Beyond the numbers, there are subtle ways gun violence has become normalized. This can be seen in the little white box installed in most rooms at Loyola designed to secure the door against a threat or in the 550 Stop the Bleed Kits Chicago installed in public buildings in 2022. It can be seen every time you enter a venue with a clear bag policy and walk into a business with a sticker on the door prohibiting firearms.
Whether we realize it or not, the threat of gun violence has permeated everything we interact with on a daily basis.
Gun violence at this scale isn’t normal. We aren’t being invaded by a foreign power, we aren’t involved in a civil war of some sort and, to the best of my knowledge, society hasn’t collapsed. This amount of violence in what is supposed to be an “exceptional” nation shouldn’t be normal at all. Yet it became an important part of my youth.
I distinctly remember when my schools strengthened security measures in light of this threat.
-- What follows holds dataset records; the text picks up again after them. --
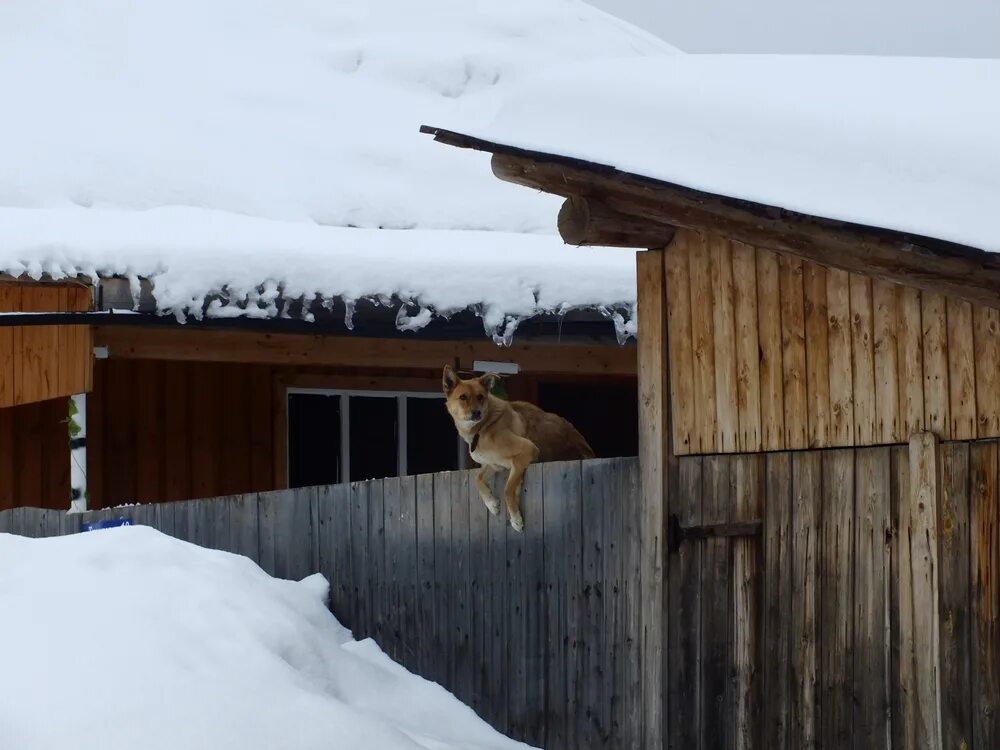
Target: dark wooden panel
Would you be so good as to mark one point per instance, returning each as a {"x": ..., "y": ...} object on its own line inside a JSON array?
[
  {"x": 684, "y": 592},
  {"x": 806, "y": 494},
  {"x": 871, "y": 597},
  {"x": 836, "y": 613},
  {"x": 777, "y": 684},
  {"x": 984, "y": 525},
  {"x": 953, "y": 556},
  {"x": 716, "y": 639}
]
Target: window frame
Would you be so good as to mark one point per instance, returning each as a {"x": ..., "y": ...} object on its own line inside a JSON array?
[{"x": 346, "y": 394}]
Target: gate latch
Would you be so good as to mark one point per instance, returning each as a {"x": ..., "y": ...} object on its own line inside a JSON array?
[{"x": 677, "y": 533}]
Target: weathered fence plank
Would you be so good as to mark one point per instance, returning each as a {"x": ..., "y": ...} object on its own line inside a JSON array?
[
  {"x": 984, "y": 526},
  {"x": 871, "y": 604},
  {"x": 806, "y": 492},
  {"x": 777, "y": 687},
  {"x": 684, "y": 676},
  {"x": 918, "y": 595},
  {"x": 955, "y": 600},
  {"x": 716, "y": 636}
]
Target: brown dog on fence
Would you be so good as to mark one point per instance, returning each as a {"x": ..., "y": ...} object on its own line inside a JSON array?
[{"x": 507, "y": 435}]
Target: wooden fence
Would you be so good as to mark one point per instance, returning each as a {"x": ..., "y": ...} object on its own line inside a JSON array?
[{"x": 538, "y": 631}]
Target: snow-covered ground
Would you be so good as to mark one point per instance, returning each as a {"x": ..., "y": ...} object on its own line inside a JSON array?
[
  {"x": 902, "y": 143},
  {"x": 230, "y": 144},
  {"x": 127, "y": 638}
]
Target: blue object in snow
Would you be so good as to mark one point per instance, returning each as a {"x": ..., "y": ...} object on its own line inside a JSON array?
[{"x": 107, "y": 523}]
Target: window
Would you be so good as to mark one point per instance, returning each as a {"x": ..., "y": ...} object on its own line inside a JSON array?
[{"x": 346, "y": 436}]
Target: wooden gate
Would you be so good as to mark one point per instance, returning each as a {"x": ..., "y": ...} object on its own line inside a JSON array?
[{"x": 863, "y": 613}]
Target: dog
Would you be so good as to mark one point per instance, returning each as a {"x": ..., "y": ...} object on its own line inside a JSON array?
[{"x": 507, "y": 435}]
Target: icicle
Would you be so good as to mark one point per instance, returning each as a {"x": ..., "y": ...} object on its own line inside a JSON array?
[
  {"x": 507, "y": 337},
  {"x": 407, "y": 322},
  {"x": 349, "y": 314}
]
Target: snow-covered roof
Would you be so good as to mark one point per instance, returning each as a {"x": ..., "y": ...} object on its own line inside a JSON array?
[
  {"x": 252, "y": 146},
  {"x": 911, "y": 145}
]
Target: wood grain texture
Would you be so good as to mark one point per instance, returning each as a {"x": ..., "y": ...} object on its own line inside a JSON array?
[
  {"x": 772, "y": 398},
  {"x": 682, "y": 394},
  {"x": 836, "y": 599},
  {"x": 919, "y": 594},
  {"x": 703, "y": 344},
  {"x": 863, "y": 349},
  {"x": 807, "y": 487},
  {"x": 839, "y": 328},
  {"x": 818, "y": 373},
  {"x": 984, "y": 529},
  {"x": 777, "y": 647},
  {"x": 986, "y": 325},
  {"x": 747, "y": 347},
  {"x": 884, "y": 326},
  {"x": 961, "y": 370},
  {"x": 724, "y": 338},
  {"x": 933, "y": 344},
  {"x": 955, "y": 597},
  {"x": 793, "y": 353},
  {"x": 872, "y": 571},
  {"x": 654, "y": 449}
]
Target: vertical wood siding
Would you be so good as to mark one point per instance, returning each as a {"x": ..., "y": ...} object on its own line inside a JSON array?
[
  {"x": 43, "y": 362},
  {"x": 160, "y": 431},
  {"x": 769, "y": 352}
]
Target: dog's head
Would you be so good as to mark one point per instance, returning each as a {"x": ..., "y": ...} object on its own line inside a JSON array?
[{"x": 468, "y": 401}]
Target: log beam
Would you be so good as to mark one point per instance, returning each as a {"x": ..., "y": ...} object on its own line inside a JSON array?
[
  {"x": 956, "y": 271},
  {"x": 584, "y": 221}
]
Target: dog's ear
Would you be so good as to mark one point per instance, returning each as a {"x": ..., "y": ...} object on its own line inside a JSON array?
[
  {"x": 490, "y": 381},
  {"x": 448, "y": 379}
]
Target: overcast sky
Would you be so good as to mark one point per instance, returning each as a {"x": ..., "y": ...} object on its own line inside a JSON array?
[{"x": 955, "y": 28}]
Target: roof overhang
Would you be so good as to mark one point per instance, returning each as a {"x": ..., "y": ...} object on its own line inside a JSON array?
[{"x": 607, "y": 206}]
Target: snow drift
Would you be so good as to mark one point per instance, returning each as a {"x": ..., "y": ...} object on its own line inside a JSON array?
[
  {"x": 162, "y": 128},
  {"x": 905, "y": 144},
  {"x": 127, "y": 638}
]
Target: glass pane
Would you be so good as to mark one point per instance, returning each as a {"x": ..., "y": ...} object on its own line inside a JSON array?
[
  {"x": 374, "y": 441},
  {"x": 431, "y": 440},
  {"x": 313, "y": 439}
]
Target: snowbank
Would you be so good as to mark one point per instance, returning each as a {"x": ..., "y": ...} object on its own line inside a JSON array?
[
  {"x": 127, "y": 638},
  {"x": 301, "y": 113},
  {"x": 905, "y": 144}
]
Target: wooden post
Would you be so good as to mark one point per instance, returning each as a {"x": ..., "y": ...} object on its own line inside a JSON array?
[
  {"x": 654, "y": 434},
  {"x": 918, "y": 596}
]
In the aftermath of the Sandy Hook shooting in 2013, the Catholic school I attended reduced the number of usable entrances to one and put a locked door between where classrooms were and the rest of the school. In high school, after the Parkland shooting in 2018, an armed guard was hired to protect the school in the event of an attack.
It seems as though those who will have to respond to the act of violence are the only ones doing anything about it. The tactics employed by law enforcement, fire/EMS, educators and local community leaders are constantly evolving to try and save more lives when there’s a major shooting.
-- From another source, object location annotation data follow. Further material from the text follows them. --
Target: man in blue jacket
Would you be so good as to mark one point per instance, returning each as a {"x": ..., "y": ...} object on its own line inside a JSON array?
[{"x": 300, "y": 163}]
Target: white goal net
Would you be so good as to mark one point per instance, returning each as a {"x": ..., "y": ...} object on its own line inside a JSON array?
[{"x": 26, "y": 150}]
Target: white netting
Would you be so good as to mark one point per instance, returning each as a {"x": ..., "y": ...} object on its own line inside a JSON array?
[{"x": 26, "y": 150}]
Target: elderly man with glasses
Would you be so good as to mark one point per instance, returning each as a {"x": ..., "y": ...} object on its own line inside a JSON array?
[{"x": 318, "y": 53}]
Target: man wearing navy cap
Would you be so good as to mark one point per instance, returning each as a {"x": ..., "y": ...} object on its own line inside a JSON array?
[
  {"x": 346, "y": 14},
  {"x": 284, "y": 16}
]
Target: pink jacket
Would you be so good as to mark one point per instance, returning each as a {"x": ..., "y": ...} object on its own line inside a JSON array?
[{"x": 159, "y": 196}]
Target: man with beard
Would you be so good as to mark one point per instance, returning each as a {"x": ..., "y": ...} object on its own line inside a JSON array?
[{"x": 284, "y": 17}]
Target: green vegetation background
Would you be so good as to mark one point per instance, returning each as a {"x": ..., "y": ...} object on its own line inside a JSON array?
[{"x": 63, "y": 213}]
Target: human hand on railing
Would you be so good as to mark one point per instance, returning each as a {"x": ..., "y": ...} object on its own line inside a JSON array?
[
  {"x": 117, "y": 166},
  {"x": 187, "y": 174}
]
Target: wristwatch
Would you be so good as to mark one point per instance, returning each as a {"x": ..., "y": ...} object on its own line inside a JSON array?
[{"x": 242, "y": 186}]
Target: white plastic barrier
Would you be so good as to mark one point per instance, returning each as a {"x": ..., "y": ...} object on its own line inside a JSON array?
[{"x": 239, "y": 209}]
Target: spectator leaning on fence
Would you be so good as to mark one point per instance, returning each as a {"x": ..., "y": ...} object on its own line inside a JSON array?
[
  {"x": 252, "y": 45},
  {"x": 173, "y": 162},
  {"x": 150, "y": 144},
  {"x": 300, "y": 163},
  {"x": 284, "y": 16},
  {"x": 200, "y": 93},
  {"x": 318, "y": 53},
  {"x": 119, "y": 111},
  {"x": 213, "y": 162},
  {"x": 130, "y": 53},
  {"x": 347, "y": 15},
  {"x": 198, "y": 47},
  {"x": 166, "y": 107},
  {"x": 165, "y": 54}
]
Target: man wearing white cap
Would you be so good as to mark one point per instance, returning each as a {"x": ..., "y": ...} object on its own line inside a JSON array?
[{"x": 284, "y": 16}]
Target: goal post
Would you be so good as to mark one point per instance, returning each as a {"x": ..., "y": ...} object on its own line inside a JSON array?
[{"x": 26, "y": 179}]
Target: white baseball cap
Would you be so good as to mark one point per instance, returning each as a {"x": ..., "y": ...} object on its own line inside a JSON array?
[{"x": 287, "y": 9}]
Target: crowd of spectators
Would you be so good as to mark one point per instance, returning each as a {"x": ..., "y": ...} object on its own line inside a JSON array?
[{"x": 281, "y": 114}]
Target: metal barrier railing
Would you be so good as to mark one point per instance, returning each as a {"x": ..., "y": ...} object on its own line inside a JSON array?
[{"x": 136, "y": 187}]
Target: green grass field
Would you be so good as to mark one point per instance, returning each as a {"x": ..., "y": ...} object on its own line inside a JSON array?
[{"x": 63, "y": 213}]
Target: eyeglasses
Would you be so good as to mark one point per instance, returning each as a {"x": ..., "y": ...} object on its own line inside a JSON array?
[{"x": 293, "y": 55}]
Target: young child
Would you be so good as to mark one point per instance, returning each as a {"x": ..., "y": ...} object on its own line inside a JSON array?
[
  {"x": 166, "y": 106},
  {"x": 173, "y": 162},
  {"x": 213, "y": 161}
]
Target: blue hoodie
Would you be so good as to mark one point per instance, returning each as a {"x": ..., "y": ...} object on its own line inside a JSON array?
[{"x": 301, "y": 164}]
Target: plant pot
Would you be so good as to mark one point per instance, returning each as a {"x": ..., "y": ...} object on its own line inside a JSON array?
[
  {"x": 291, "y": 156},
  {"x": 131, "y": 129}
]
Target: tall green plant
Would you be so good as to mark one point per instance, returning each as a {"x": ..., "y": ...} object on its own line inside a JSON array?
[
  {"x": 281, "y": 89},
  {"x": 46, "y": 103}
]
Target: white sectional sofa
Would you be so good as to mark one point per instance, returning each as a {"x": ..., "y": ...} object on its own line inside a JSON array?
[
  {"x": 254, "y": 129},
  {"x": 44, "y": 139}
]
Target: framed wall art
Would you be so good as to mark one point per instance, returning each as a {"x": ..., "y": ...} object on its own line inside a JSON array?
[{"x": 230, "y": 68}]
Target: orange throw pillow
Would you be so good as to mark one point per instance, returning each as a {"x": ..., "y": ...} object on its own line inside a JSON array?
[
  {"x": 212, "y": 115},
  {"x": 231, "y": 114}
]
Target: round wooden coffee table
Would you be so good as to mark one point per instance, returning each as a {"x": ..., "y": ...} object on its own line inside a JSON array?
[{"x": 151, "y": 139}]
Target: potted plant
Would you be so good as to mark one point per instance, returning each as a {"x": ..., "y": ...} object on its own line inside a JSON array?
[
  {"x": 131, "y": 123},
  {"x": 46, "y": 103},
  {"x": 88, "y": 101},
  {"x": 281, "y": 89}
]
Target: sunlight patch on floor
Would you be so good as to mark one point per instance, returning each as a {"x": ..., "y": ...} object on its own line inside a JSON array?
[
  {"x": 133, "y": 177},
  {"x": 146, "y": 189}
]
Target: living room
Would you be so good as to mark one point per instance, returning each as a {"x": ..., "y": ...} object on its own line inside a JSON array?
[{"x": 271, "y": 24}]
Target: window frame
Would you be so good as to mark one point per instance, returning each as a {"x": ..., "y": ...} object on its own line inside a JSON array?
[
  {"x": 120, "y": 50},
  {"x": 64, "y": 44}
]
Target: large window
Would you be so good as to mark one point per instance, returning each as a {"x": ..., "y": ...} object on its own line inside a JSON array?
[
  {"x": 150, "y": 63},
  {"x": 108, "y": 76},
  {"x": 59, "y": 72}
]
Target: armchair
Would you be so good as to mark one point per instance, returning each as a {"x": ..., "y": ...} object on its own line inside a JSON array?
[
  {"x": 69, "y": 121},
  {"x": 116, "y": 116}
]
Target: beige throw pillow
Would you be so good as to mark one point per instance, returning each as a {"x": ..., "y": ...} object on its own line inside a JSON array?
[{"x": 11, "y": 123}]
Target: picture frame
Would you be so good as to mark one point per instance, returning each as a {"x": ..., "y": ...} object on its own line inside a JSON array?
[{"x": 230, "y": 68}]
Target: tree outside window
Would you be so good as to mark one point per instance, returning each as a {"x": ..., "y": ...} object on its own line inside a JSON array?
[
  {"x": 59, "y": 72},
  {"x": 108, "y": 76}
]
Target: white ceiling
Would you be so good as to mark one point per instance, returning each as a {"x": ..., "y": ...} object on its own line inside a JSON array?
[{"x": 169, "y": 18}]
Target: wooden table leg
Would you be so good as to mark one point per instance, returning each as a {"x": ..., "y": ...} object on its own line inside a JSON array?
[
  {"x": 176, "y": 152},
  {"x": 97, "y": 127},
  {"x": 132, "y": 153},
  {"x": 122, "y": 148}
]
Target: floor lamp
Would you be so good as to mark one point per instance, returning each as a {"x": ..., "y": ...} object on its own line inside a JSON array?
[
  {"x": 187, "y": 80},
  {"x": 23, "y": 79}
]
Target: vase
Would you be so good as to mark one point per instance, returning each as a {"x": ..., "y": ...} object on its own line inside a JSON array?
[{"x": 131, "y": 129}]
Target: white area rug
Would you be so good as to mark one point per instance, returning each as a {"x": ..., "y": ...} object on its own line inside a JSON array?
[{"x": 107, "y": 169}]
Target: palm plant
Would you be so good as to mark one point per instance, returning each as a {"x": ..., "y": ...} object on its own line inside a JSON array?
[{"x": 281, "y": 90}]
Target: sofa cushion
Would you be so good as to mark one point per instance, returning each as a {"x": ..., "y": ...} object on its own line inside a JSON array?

While these actions are heroic and deserve praise, there should be an equal amount of anger for the fact that more drastic actions haven’t been taken. Examining how other countries react to gun violence proves there are ways for things to get better.
In the immediate aftermath of two mass shootings in Serbia which left 18 people dead, Serbian citizens willingly surrendered over 100,000 unregistered guns in 2023, according to Radio Free Europe/Radio Liberty. In New Zealand, 50,000 guns were collected in a buyback program initiated after 51 people were killed in a mass shooting at two mosques in 2019, according to the Associated Press.
I could go on seemingly forever about what other countries have done to stop gun violence, but those points have been said much more eloquently by others.
To go back to the initial impetus for this piece, why bother publishing anything in the first place?
Because I’m tired of this. I’m tired of feeling the same fear for my teacher mother as I did for my soldier father. I’m tired of seeing my fellow student newspapers have to publish heartbreaking editorials after someone opened fire on their campus. I’m tired of carrying a tourniquet in my camera bag when I cover protests because I’ve been taught you have to assume everyone is armed.
I could propose specific policies about how to fix this problem but I’ve lost the energy to even try. Nothing changed after Vegas, Parkland, Pulse, Sandy Hook, Uvalde, Virginia Tech, Michigan State or any of the others. If the list of people killed and places forever associated with gun violence hasn’t led to serious action yet, then nothing will.
Still, despite knowing there’s no way this could change, I just want to scream that this is not normal.